Studies conducted so far show that although it may be variable, the mean incidence of CMV reactivation in critically ill patients is 25 % [9]. This variability in the incidence of reactivation may be due to differences in the type of population and the technique and frequency of viral monitoring employed. In our series, an incidence of CMV reactivation of 24.5 % was found, which is similar to the level reported previously [6, 11, 23]. Similarly, the median time of onset of viremia in our study was 14 days, which is similar to that reported in previous studies using PCR in viral monitoring [6]. Our results show that although reactivation is more frequent in QuantiFERON-CMV non-reactive, no differences were found in the timing of onset, duration, and magnitude of viremia. A study with a larger sample would probably reveal differences in these aspects.

As a result of the limited number of patients in the study, the multivariate analysis included only three risk factors (age, diabetes mellitus, and SAPS II score) in addition to the QuantiFERON-CMV. Numerous studies have shown the influence of age on immune response to CMV [24, 25], although our study did not find age to be associated with increased risk of CMV reactivation. In a similar manner, although diabetes mellitus has been associated with increased risk of infections and sepsis [26, 27], it was not associated with increased risk of CMV reactivation in our study. Moreover, in line with previously published data [6], this study found no association between severity of illness (as assessed by the SAPS II score) and CMV reactivation, thus decreasing the likelihood of CMV reactivation being an intermediate marker of disease severity.

In our study, the mortality rate was significantly higher in patients who developed CMV reactivation compared to those who did not. However, because of the small sample size (only 6 of the 13 patients with replication died), we did not perform a multivariate analysis to verify the joint influence of other potential risk factors. Studies evaluating the influence of CMV reactivation on the mortality of critically ill patients have reported contradictory results [5, 7]. This may be because these studies include different populations with different degrees of severity and different strategies for monitoring CMV reactivation. A placebo-controlled clinical trial of antiviral prophylaxis would have to be conducted in order to determine the real influence of CMV reactivation on mortality in this population.

Our study has some strengths, among them the prospective design, the use of a robust PCR-based method to detect CMV reactivation, the evaluation of immune function using a standardized method, and the inclusion of representative patients in a general ICU setting.

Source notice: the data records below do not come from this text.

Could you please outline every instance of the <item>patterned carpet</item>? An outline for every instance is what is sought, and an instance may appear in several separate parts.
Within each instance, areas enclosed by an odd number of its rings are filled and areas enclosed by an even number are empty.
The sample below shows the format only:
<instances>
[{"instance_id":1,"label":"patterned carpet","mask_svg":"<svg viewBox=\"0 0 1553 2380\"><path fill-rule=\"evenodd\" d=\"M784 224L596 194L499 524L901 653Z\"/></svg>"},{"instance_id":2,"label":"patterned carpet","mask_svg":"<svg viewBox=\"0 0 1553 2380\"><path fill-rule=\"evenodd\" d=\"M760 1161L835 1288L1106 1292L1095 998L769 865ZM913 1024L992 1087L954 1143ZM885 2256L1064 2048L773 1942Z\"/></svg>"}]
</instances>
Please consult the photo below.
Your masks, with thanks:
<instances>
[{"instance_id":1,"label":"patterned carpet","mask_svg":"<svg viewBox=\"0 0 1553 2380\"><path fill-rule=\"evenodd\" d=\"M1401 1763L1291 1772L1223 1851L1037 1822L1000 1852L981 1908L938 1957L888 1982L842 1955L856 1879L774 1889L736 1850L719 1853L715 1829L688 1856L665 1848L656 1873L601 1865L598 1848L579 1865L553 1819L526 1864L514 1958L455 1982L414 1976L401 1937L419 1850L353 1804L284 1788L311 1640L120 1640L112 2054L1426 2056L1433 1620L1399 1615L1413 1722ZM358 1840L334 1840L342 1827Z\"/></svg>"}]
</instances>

Our study also has certain limitations. The main limitation is the small size of the sample studied, which does not allow definitive conclusions to be drawn regarding the existence of differences in the kinetics of viral reactivation based on the results of the QuantiFERON-CMV test. Another limitation is that the sample size does not allow one to perform an adequate assessment of the possible role of clinical variables on CMV reactivation. On the other hand, we do not know the value of QuantiFERON-CMV immediately before CMV reactivation because the QuantiFERON-CMV test was performed at admission. However, our objective is to identify patients according to their risk of reactivation at the time of admission to the ICU, and on the other hand, we cannot know the moment at which viral reactivation will occur.

Conclusions

This study shows that patients with functional CD8+ T lymphocyte response to CMV at ICU admission are protected against CMV reactivation, thus demonstrating that the use of prevention strategies (universal prophylaxis or pre-emptive therapy) should not be indicated in this group of patients. In patients lacking this specific response the monitoring of CMV viral load for the detection and early treatment of the virus can be an alternative to prophylaxis.